There were happenings on the island far more strange than the normal flow of telepathic conversation. On my third evening, for instance, all the colonists gathered in the meeting-room. John explained that this was one of the regular twelfth-day meetings “to review our position in relation to the universe.” I was advised to come, but to go away when I was bored. The whole party sat in the carved wooden chairs round the walls of the room. There was silence. Having had some experience of Quaker meetings, I was not at first ill at ease. But presently a rather terrifying absolute stillness came upon the company. Not only gross fidgetings, but even those almost imperceptible movements which characterize all normal living, ceased, and became noticeable through their absence. I might have been in a roomful of stone images. On every face was an expression of intent but calm concentration which was not solemn, was even perhaps faintly amused. Suddenly and with keen scrutiny, all eyes turned upon me. I was seized with a sudden panic; but inimediately there came over all the intent faces a reassuring smile. Then followed an experience which I can only describe by saying that I felt directly the presence of those supernormal minds, felt telepathically a vague but compelling sense of their immature majesty, felt myself straining desperately to rise to their level, felt myself breaking under the strain, so that I had finally to flee back into my little isolated and half-human self, with the thankfulness of one who falls asleep after great toil, but with the loneliness of an exile.
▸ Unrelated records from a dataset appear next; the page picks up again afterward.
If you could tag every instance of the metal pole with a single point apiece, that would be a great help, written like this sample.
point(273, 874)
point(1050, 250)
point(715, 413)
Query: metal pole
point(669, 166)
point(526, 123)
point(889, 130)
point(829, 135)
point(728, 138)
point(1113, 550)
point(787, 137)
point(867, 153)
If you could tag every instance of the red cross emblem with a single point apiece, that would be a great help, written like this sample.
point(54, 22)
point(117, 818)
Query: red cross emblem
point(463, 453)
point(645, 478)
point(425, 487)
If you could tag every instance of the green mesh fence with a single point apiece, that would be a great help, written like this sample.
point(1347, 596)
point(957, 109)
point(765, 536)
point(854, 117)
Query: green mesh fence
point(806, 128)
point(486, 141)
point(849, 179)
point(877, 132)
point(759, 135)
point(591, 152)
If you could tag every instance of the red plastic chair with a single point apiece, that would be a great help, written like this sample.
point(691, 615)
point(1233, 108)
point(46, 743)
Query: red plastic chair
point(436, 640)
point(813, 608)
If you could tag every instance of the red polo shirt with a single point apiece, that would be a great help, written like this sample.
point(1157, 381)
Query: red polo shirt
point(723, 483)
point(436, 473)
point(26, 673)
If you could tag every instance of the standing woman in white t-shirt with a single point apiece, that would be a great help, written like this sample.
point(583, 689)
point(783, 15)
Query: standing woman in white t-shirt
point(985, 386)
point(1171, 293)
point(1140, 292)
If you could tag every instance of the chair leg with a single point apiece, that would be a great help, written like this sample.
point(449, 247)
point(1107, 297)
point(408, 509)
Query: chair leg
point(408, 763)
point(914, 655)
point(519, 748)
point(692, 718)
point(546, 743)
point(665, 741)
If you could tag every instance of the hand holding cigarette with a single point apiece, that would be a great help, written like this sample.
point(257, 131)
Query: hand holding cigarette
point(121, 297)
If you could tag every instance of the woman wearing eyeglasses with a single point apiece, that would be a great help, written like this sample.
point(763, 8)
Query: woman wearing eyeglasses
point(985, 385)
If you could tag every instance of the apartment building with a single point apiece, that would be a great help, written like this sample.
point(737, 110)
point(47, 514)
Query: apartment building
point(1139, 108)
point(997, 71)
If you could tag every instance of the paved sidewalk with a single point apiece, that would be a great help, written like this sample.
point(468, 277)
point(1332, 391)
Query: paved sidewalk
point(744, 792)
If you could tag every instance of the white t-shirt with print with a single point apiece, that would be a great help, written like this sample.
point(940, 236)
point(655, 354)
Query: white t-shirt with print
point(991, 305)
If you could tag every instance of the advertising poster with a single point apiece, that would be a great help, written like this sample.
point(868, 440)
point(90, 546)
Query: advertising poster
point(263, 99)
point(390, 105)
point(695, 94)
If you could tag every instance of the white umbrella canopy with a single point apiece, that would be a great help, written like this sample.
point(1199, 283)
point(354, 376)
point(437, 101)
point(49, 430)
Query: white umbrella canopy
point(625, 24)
The many eyes were now turned from me. The young winged minds had soared beyond my reach.

Presently Tsomotre, the neckless Tibetan, moved to a sort of harpsichord, tuned to the strange intervals which the islanders enjoyed. He played. To me his music was indescribably unpleasant. I could have screanied, or howled like a dog. When he had done, a faint involuntary murmur from several throats seemed to indicate deep approval. Shahîn rose from his seat, looking with keen inquiry at Lo, who hesitated, then also rose. Tsomotre began playing once more, tentatively. Lo, meanwhile, had opened a huge chest, and after a brief search she took from it a folded cloth, which when she had shaken it out was revealed as an ample and undulatory length of silk, striped in many colours. This she wrapped around her. The music once more took definite form. Lo and Shahîn glided into a solemn dance, which quickened presently to a storm of wild movement. The silk whirled and floated, revealing the tawny limbs of Lo; or was gathered about her with pride and disdain. Shahîn leapt hither and thither around her, pressed toward her, was rejected, half accepted, spurned again. Now and then came moments of frank sexual contact, stylized and knit into the movement-pattern of the dance. The end suggested to me that the two lovers, now clinging together, were being engulfed in some huge catastrophe. They glanced hither and thither, above, below, with expressions of horror and exaltation, and at one another with gleams of triumph. They seemed to thrust some invisible assailant from them, but less and less effectively, till gradually they sank together to the ground. Suddenly they sprang up and apart to perform slow marionette-like antics which meant nothing to me. The music stopped, and the dance. As she returned to her seat, Lo flashed a questioning, taunting look at John.

Later, when I had described this incident in my notes, I showed my account of it to Lo. When she had glanced at it, she said, “But you have missed the point, you old stupid. You’ve made it into a love story. Of course, what you say is all right—but it’s all wrong too, you poor dear.”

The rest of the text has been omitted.